3. Leamos en el Catecismo de la Iglesia Católica los numerales: 625- 627, 635, 994- 996, 1006- 1014.

 



[1] Ciro. Rey persa que conquista Babilonia el año 539 A.C. La Biblia lo presenta como el elegido por Yahveh para hacer volver a los judíos de su destierro en Babilonia. Se le asigna también el nombre de ungido o mesías, caso único entre los paganos pues este nombre era reservado exclusivamente para los reyes de  Israel y, posteriormente, aplicado a Jesús. Ciro fue un gobernante de corazón noble y justo no solamente con los judíos sino con los demás pueblos sometidos (ver Is 44, 28; 45,1; Esd 1, 1-14; Cr 36, 22-23).   

[2] La salvación en el Antiguo Testamento estaba directamente vinculada a la restauración del Pueblo de Israel siendo el arquetipo de salvación la salida del pueblo de Egipto bajo el mando de Moisés y la llegada a la tierra prometida. 

[3] Antagonismo. (Del gr. νταγωνισμς). Contrariedad, rivalidad, oposición sustancial o habitual, especialmente en doctrinas y opiniones.

[4] Mamón. Palabra griega que significa riqueza (ver Eclo 42, 9: Mt 6.24; Lc 16.11, 13), especialmente la que se usa en oposición a Dios ya desde el Antiguo Testamento. Mamón es una transliteración de la palabra aramea «mamon». 

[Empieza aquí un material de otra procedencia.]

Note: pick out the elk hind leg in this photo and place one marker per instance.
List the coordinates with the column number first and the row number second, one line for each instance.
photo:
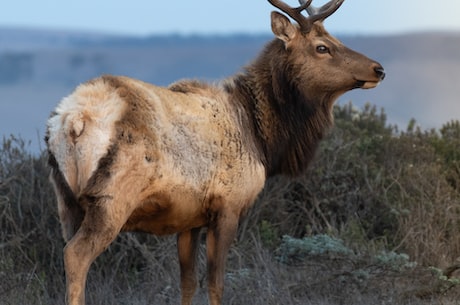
column 187, row 245
column 97, row 231
column 220, row 236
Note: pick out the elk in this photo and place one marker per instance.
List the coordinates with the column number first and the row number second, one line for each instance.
column 126, row 155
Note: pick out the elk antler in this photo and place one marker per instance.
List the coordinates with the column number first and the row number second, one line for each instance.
column 315, row 13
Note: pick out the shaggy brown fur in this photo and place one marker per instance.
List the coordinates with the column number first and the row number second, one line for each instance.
column 130, row 156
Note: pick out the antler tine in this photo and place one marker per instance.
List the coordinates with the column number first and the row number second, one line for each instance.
column 315, row 13
column 321, row 13
column 295, row 13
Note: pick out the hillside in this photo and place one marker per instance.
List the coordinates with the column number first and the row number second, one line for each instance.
column 38, row 68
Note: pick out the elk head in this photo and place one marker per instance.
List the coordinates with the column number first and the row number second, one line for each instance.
column 321, row 62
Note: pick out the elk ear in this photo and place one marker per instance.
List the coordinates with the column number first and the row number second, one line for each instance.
column 282, row 27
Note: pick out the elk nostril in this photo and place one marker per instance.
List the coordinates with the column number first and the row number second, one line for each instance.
column 380, row 72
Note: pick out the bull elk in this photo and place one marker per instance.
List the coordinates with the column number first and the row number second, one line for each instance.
column 130, row 156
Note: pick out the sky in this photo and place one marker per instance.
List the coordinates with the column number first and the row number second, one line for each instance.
column 148, row 17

[5] «Y más aún: juzgo que todo es pérdida ante la sublimidad del conocimiento de Cristo Jesús, mi Señor, por quien perdí todas las cosas, y las tengo por basura para ganar a Cristo» (Flp 3,8).

[6] Codo. Medida de longitud muy usada por los hebreos (Ex 25.10; 1 R 7.24; Ez 40.5) y otras naciones antiguas. Es aproximadamente el largo del brazo, desde el codo hasta la punta del dedo corazón. Tanto los egipcios como los babilonios, y después los hebreos, tuvieron un codo real u oficial y otro común. El oficial tenía 20, 8 plg. (53 cm) y el común 17, 7 plg. (45 cm). Antes del cautiverio de los judíos, parece que se usaba el codo común. Después del cautiverio, cuando había necesidad de especificar una medida exacta, aclaraban a cuál codo se referían (Ez 40.5; 43.13).